Easement right that allows the government to take over a property for a public purpose.

EXPLANATION

An easement by eminent domain refers to when the government claims an easement over a portion of a property owner’s property to install or maintain utilities for public use. This includes installing power lines, cable lines, and wiring. Such an easement should provide benefits to the wider community.

It is typically believed that the government can only claim eminent domain only for a public use. While this is oftentimes the case, it is not an absolute necessity. The government has the right to claim a property through eminent domain by placing restrictions on the landowner’s right to use a property, or permit the government to make use of the property.

Property owners have the right to take the government to court to challenge the validity of the eminent domain claim. While challenging the government’s eminent domain claim is difficult, it is possible to successfully prevent the government from instituting the change. This can occur by proving the eminent domain claim does not achieve a legitimate government public interest.

Case Law As It Relates to Eminent Domain

Case Review: Salvaty v. Falcon Television (1985)

The case, Salvaty v. Falcon Television (1985) 165 Cal.3d 798., involved an easement dispute between a property owner and a utilities company.

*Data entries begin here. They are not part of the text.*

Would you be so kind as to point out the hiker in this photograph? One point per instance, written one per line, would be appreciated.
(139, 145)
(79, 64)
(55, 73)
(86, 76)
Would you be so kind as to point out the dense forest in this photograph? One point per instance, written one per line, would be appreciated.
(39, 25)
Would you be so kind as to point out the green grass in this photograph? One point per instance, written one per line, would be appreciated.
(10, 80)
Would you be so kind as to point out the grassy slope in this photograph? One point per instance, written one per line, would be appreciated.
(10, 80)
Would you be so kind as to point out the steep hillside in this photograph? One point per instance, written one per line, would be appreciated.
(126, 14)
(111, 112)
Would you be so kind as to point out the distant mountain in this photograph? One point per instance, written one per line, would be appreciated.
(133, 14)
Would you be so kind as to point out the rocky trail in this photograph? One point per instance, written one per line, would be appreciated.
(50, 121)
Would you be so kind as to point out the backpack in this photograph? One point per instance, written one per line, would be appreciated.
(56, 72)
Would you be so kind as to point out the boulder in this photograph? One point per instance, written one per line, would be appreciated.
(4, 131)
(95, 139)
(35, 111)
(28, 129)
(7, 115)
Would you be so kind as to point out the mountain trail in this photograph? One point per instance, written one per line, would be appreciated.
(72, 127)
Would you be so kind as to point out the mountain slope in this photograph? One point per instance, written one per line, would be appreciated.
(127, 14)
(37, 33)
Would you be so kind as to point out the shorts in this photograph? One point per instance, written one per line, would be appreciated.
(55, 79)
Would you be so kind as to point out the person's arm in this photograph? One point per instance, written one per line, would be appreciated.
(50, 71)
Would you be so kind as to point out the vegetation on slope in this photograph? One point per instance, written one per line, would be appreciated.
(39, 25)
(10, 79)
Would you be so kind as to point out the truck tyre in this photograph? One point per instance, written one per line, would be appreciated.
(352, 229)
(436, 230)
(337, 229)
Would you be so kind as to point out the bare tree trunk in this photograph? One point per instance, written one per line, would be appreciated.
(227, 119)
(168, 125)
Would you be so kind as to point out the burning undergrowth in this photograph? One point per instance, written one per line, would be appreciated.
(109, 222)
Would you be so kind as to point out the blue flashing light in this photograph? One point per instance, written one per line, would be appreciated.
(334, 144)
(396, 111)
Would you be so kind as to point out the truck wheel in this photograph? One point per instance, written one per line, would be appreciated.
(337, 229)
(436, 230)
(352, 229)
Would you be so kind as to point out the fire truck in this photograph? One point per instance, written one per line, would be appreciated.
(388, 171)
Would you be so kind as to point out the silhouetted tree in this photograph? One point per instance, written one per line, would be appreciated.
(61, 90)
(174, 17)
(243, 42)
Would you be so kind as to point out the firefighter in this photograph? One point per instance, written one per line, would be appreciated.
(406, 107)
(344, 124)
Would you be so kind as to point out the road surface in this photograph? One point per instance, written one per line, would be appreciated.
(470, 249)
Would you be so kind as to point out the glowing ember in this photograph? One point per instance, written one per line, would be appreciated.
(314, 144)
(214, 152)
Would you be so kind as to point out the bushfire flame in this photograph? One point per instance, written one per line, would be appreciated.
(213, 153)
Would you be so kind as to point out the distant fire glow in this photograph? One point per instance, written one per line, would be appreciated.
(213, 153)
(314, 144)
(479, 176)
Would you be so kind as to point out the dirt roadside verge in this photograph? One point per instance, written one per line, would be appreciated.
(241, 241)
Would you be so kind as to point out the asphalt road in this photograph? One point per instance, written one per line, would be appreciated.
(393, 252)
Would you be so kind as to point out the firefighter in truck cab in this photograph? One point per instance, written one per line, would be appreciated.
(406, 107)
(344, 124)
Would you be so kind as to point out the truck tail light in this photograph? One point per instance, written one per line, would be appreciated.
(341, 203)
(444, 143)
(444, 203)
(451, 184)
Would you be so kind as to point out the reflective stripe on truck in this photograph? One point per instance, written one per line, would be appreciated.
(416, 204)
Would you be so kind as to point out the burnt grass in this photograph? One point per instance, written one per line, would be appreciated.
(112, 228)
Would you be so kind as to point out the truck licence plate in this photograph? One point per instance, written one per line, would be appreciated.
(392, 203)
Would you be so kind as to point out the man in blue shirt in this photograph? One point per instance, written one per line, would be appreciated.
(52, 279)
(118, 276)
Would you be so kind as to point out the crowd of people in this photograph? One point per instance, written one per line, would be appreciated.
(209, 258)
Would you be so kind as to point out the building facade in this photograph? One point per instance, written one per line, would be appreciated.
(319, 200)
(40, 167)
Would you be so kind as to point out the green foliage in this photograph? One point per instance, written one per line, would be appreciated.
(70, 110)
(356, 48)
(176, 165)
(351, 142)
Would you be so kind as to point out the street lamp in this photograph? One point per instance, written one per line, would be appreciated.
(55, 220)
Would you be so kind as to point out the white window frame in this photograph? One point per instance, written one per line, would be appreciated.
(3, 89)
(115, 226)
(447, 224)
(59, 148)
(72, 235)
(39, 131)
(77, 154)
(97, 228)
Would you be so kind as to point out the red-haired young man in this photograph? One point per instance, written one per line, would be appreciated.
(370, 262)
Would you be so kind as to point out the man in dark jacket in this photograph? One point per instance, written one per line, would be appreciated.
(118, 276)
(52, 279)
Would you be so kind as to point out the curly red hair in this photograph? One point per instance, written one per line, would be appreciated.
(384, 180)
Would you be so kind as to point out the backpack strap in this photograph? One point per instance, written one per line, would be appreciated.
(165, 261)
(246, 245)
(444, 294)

A property owner (Salvaty) owned a property in Alhambra. Salvaty had previously allowed public telephone phones to be installed on his property. In 1980, the city issued a franchise to a cable television company (Falcon Television). The franchise gave Falcon Television the right to install equipment on public streets and on property that contained public utilities. Consequently, Falcon Television installed cable television equipment on Salvaty’s telephone poles without permission. In response, Salvaty sued for trespassing, inverse condemnation, and unfair business practices.

The Superior Court ruled that the telephone poles were not Salvaty’s property, but rather public property. Therefore, Falcon Television had the right to add additional equipment to the poles without asking Salvaty’s permission. Salvaty appealed. The Court of Appeals upheld the lower court’s ruling.